During a conference call with analysts on Monday, Valeant said that R&O is one of the specialty pharmacies in its network. Valeant said it shipped approximately $69 million worth of drugs to R&O, which was worth about $25 million to Valeant’s bottom line.

“R&O is improperly holding amounts it received from payers,” Valeant said in a slide presentation.

Valeant also disclosed for the first time Monday that it had a “contractual relationship with Philidor and late last year we purchased an option to acquire Philidor.” Philidor is based in Hatboro, Penn., outside Philadelphia.

Then, on Wednesday, Philidor issued its own statement shedding a little more light on its network. Philidor said it is licensed in 46 states and the District of Columbia. “Philidor has contractual relationships with the affiliated pharmacies, such as R&O Pharmacy, under which we provide those services. Philidor does not currently have a direct equity ownership in R&O Pharmacy or the affiliated pharmacies, but does have a contractual right to acquire the pharmacies now or in the future subject to regulatory approval.”

Neither Valeant nor Philidor made reference to West Wilshire Pharmacy.

ProPublica pieced together some details about what’s gone on in California using documents requested under the state’s Public Records Act and other documents on the state pharmacy board’s website.

Philidor applied for a California license in August 2013, listing Matthew S. Davenport as its chief executive.
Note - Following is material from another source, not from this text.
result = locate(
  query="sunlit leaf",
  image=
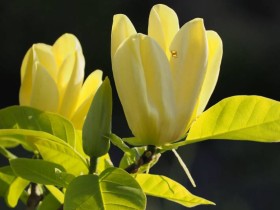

The board denied the application on May 16, 2014, citing “false statements of fact” and failure to comply with pharmacy laws, among other things.

In a Philidor filing with the federal government in July 2013, it lists Andrew Davenport as its CEO. Andrew Davenport, who is reported to be Matthew Davenport’s brother, also was featured as the pharmacy’s chief executive in an interview posted recently on the Facebook page of a Pennsylvania state senator.

Matthew Davenport is listed as the chief innovation officer of BQ6 Media Group, which bills itself as a “privately held marketing firm specializing in pharmaceutical communications.”

Until last year, West Wilshire was owned entirely by Shahrokh Makhani, a licensed pharmacist. He sold a 10 percent stake in August to a company called Lucena Holdings LLC., which was formed in Delaware but has an address in Ambler, Penn.

Lucena lists Sherri Leon as its chief executive officer. Leon’s LinkedIn page lists her as director of pharmacy operations for Philidor since August 2013.

Also listed as an ownerof Lucena is Gregory W. Blaszczynski. He was Philidor’s bookkeeper, accountant and a signatory on its financial transactions, according to the pharmacy board’s denial of Philidor’s license. Blaszczynski is also listed as chief financial officer of BQ6 Media Group, where Matthew Davenport works.

There are other indications that Philidor and West Wilshire are closely tied. West Wilshire’s online privacy policy mentions Philidor directly. In addition, both companies direct questions to the same toll-free number. West Wilshire’s website is also hosted on an online network that belongs to Philidor.

On Thursday afternoon, Valeant announced that it would hold a conference call Monday to “lay out the facts including allegations made against our company regarding our relationship with Philidor and R&O.”

It said many of the reports to date “contain numerous errors, unsupported speculation and incorrect interpretations of facts and circumstances to the detriment of the shareholders of the company.”

ProPublica reporter Jesse Eisinger contributed to this report.